I remember an incident during my second winter in Vermont. It was one of the coldest days of the year, and I was shopping in Burlington. I was wearing red lipstick, Gucci-knock-off sunglasses, and a full-length faux fur that I bought myself for my 30th birthday. Besides being fabulous, the coat is also incredibly warm, kind of like wearing a really big bathroom rug. I stopped in to a health food store to stock up on a few things. As I walked through the aisles, I noticed an angry-looking middle-aged woman glaring at me across the organic fruits. I thought nothing of it—being so fresh from New York City I was accustomed to such things—and continued my shopping. She seemed to follow me around the store, and I began to get agitated. Finally, as we neared the check out she spat out, "Murderer! Fur-coat-wearing murderer!" I stopped, dumbfounded.
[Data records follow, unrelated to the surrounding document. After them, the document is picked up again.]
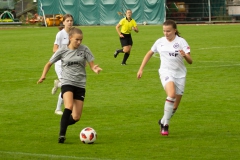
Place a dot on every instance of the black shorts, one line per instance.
(126, 40)
(78, 93)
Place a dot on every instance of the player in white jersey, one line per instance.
(173, 49)
(62, 38)
(74, 58)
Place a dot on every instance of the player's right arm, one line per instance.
(144, 62)
(44, 73)
(118, 30)
(55, 48)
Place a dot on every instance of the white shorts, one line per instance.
(58, 69)
(178, 82)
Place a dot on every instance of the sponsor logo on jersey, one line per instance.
(176, 45)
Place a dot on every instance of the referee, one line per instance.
(127, 24)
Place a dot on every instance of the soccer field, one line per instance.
(123, 110)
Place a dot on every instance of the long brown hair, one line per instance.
(173, 24)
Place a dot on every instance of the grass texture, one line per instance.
(123, 110)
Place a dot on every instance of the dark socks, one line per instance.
(120, 50)
(71, 120)
(65, 121)
(126, 55)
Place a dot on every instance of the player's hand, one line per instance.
(182, 53)
(41, 80)
(96, 69)
(139, 74)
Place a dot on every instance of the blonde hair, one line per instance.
(173, 24)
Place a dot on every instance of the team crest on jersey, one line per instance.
(176, 45)
(80, 54)
(166, 78)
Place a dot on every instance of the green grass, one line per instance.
(123, 110)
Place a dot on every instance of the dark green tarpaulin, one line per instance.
(7, 4)
(105, 12)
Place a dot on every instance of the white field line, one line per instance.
(40, 156)
(217, 47)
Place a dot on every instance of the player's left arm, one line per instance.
(94, 67)
(135, 28)
(44, 73)
(186, 56)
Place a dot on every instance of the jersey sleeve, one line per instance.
(88, 55)
(121, 22)
(154, 46)
(58, 39)
(56, 56)
(185, 46)
(134, 23)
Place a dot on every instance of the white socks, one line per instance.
(60, 102)
(168, 110)
(59, 84)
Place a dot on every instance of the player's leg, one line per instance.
(179, 86)
(127, 50)
(77, 112)
(176, 103)
(57, 83)
(58, 109)
(79, 94)
(123, 41)
(58, 71)
(169, 86)
(68, 103)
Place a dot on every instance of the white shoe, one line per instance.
(58, 112)
(55, 86)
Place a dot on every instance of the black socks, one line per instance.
(65, 121)
(126, 55)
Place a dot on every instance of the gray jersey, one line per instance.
(73, 64)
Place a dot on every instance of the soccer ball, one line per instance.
(88, 135)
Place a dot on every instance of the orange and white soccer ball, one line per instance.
(88, 135)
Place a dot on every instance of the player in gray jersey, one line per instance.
(74, 57)
(173, 50)
(62, 38)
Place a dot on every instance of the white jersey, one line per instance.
(171, 60)
(62, 38)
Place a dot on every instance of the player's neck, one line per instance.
(170, 39)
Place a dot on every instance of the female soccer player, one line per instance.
(62, 38)
(74, 57)
(173, 50)
(126, 24)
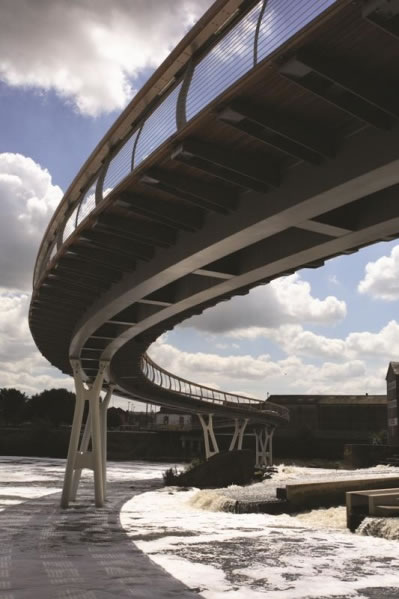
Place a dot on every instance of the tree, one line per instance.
(12, 406)
(54, 405)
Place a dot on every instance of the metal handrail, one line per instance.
(168, 381)
(155, 88)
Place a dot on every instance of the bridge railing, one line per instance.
(247, 39)
(170, 382)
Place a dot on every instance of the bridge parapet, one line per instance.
(238, 37)
(161, 377)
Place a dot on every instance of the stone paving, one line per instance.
(79, 553)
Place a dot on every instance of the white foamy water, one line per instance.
(223, 555)
(259, 556)
(386, 528)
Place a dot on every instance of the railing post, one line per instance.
(238, 436)
(211, 446)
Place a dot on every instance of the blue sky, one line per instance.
(331, 330)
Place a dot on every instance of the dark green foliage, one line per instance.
(52, 405)
(12, 406)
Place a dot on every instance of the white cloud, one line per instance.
(28, 199)
(257, 375)
(295, 340)
(89, 52)
(285, 300)
(381, 279)
(21, 365)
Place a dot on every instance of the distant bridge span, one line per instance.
(267, 142)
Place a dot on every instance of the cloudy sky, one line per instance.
(67, 69)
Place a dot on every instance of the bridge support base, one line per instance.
(238, 436)
(264, 446)
(211, 446)
(79, 456)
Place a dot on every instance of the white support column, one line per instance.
(82, 458)
(239, 429)
(103, 417)
(211, 446)
(264, 454)
(84, 446)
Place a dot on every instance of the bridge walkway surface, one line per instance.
(48, 553)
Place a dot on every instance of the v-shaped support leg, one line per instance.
(95, 428)
(238, 436)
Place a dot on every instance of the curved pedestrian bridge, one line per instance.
(265, 143)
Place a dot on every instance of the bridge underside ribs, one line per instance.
(383, 14)
(333, 80)
(211, 445)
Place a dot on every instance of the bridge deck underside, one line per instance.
(294, 164)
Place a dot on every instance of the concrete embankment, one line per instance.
(303, 496)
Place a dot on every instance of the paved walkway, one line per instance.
(79, 553)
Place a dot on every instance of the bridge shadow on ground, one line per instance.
(79, 553)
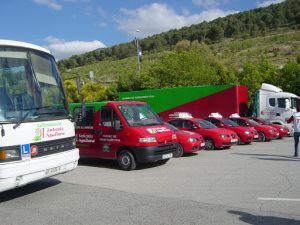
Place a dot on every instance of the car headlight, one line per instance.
(223, 135)
(148, 140)
(9, 155)
(192, 139)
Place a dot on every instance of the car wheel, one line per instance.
(126, 160)
(261, 136)
(179, 152)
(209, 144)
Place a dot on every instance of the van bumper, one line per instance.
(154, 153)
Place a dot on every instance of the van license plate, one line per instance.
(167, 156)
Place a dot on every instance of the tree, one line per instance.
(71, 91)
(93, 92)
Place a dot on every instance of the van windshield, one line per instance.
(230, 123)
(30, 86)
(139, 115)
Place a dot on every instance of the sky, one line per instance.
(68, 27)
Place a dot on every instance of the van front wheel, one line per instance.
(126, 160)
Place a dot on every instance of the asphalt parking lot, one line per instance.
(250, 184)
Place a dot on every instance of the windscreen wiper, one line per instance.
(22, 118)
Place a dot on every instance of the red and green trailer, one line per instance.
(200, 101)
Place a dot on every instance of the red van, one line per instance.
(265, 133)
(214, 137)
(129, 132)
(245, 134)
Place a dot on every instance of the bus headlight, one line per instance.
(148, 140)
(9, 155)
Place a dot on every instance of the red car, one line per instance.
(245, 134)
(189, 142)
(283, 130)
(214, 137)
(265, 133)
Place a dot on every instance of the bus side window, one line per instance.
(272, 102)
(87, 120)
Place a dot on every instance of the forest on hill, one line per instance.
(248, 48)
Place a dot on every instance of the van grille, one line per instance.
(165, 149)
(55, 146)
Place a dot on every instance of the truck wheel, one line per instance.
(209, 144)
(261, 136)
(126, 160)
(179, 151)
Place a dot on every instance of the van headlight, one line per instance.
(223, 136)
(148, 140)
(9, 155)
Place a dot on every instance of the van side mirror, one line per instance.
(118, 125)
(287, 104)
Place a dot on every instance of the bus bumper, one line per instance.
(19, 173)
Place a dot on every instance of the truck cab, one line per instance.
(274, 105)
(129, 132)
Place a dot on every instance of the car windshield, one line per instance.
(139, 115)
(230, 123)
(253, 122)
(30, 86)
(172, 127)
(205, 124)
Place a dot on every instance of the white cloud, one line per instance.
(50, 3)
(157, 18)
(269, 2)
(63, 49)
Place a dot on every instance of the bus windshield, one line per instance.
(139, 115)
(30, 86)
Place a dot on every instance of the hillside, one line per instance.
(244, 25)
(278, 47)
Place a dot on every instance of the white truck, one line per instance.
(274, 105)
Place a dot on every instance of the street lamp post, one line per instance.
(138, 52)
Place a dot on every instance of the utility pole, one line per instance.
(138, 52)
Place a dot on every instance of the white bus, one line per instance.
(37, 138)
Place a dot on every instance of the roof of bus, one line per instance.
(23, 45)
(98, 105)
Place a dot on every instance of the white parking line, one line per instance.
(279, 199)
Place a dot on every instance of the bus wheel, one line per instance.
(261, 137)
(209, 144)
(126, 160)
(179, 151)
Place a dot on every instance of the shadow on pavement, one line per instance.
(28, 189)
(113, 164)
(261, 220)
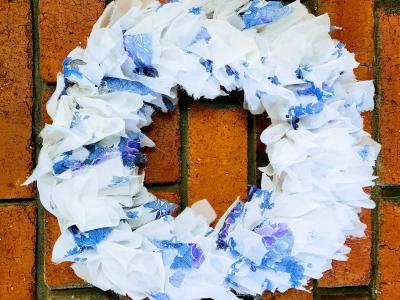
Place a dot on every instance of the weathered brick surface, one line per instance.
(289, 295)
(344, 297)
(56, 275)
(356, 270)
(15, 98)
(217, 155)
(80, 295)
(64, 25)
(357, 21)
(389, 247)
(163, 160)
(17, 249)
(262, 122)
(389, 29)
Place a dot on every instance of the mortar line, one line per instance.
(376, 190)
(40, 286)
(344, 291)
Then I started to feel something rising to the surface inside my gut...yes, it was the girl from the upper west side. I hadn't needed her for over a year, so she had been sound asleep, but as my blood pressure rose, she reared her well-coiffed head. "Funny, I didn't realize that nylon pile was an endangered species!" I yelled back, adding, "If you are gonna criticize strangers honey, you damn well better learn to tell the difference between real and fake fur!" She skulked off with her animal rights-protected tail between her legs, and I worked hard to regain my New England inspired composure and let the inner New Yorker go back to her long winter's nap.
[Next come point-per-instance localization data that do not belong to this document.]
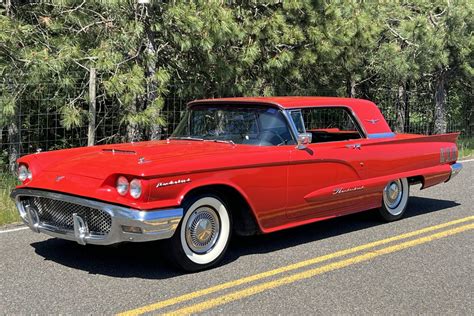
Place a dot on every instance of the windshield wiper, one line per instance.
(222, 141)
(186, 138)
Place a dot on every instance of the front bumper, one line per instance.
(146, 225)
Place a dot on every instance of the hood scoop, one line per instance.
(119, 151)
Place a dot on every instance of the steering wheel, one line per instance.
(273, 134)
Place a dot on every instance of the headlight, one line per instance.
(122, 185)
(24, 173)
(135, 188)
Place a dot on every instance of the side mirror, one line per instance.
(303, 140)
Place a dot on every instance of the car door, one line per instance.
(324, 178)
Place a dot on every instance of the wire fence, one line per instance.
(39, 121)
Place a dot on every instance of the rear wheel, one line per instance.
(394, 199)
(203, 235)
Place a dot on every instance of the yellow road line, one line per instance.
(301, 264)
(316, 271)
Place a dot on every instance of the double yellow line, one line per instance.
(258, 288)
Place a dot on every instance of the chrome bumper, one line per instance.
(455, 169)
(148, 225)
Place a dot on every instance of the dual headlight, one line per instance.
(24, 173)
(124, 186)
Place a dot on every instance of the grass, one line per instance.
(466, 148)
(8, 212)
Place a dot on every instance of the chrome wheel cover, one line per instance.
(392, 195)
(202, 230)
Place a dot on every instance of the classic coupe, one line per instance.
(232, 165)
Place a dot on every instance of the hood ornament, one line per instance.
(59, 178)
(142, 160)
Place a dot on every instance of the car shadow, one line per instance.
(148, 260)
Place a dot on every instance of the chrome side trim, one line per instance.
(455, 169)
(154, 224)
(381, 135)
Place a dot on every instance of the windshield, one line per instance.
(261, 126)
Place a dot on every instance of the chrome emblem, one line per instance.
(59, 178)
(345, 190)
(373, 121)
(172, 182)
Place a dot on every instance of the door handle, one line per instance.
(354, 146)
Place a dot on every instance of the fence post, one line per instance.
(92, 108)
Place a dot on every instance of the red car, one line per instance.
(237, 165)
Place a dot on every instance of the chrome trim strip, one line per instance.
(455, 169)
(381, 135)
(291, 123)
(154, 224)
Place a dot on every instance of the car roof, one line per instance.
(366, 111)
(288, 102)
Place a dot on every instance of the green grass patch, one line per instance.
(466, 148)
(8, 212)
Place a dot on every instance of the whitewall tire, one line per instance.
(203, 235)
(395, 199)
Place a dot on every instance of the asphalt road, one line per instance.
(428, 272)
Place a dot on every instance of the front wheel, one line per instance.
(203, 235)
(394, 199)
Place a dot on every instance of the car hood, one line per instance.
(147, 159)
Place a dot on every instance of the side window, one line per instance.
(330, 124)
(297, 118)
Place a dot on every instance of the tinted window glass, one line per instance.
(263, 126)
(330, 124)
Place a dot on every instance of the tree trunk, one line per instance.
(14, 146)
(402, 109)
(133, 130)
(92, 108)
(150, 59)
(440, 124)
(351, 84)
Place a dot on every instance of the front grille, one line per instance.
(59, 214)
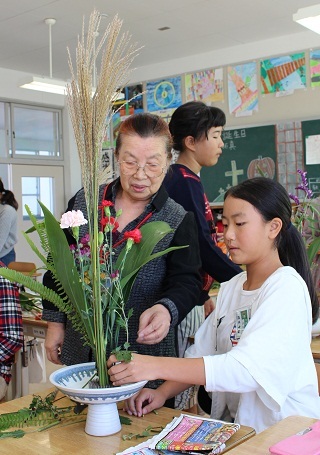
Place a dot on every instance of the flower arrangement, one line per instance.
(93, 288)
(305, 212)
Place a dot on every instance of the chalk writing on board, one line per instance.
(313, 149)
Now though I don't condone the behavior of the militant, nylon-pile activist, with age and mellowing I do recognize that I am an anomaly. I still get stared at when I walk into the Hunger Mountain Co-op with my suit, styled hair and spike heels. But truth be told, the post-hippie culture is the environment in which I feel most at home. Underneath my overly polished exterior, I am certain that these are my people. That is why I had to invent a new term to define myself. To give a name to the nameless. I am a "Lipstick Crunchy." No, this doesn't mean I wear high-heeled Birkenstocks, it means that though I may look and talk like an urban diva, in my depths I am as left-wing and crunchy as the best of them. I love tofu and brown rice. I am an anti-bias scholar who believes that all Vermont families should be treated with respect and kindness. I drive cars with no thought to their appearance, but only their gas mileage. I am a product of progressive education. I knit with natural fibers, hike every Sunday (I give up the high heels for this activity), eat granola and care about the environment.
I figure that if I haven't adapted my look or type-A personality to the comfort-oriented and laid back culture of this beautiful state by now, I probably never will. But that's okay. Perhaps there are others like me out there. Who, for whatever reason, maintain a look that is contrary to their secret lifestyles, but in their chests beat hearts of pure granola.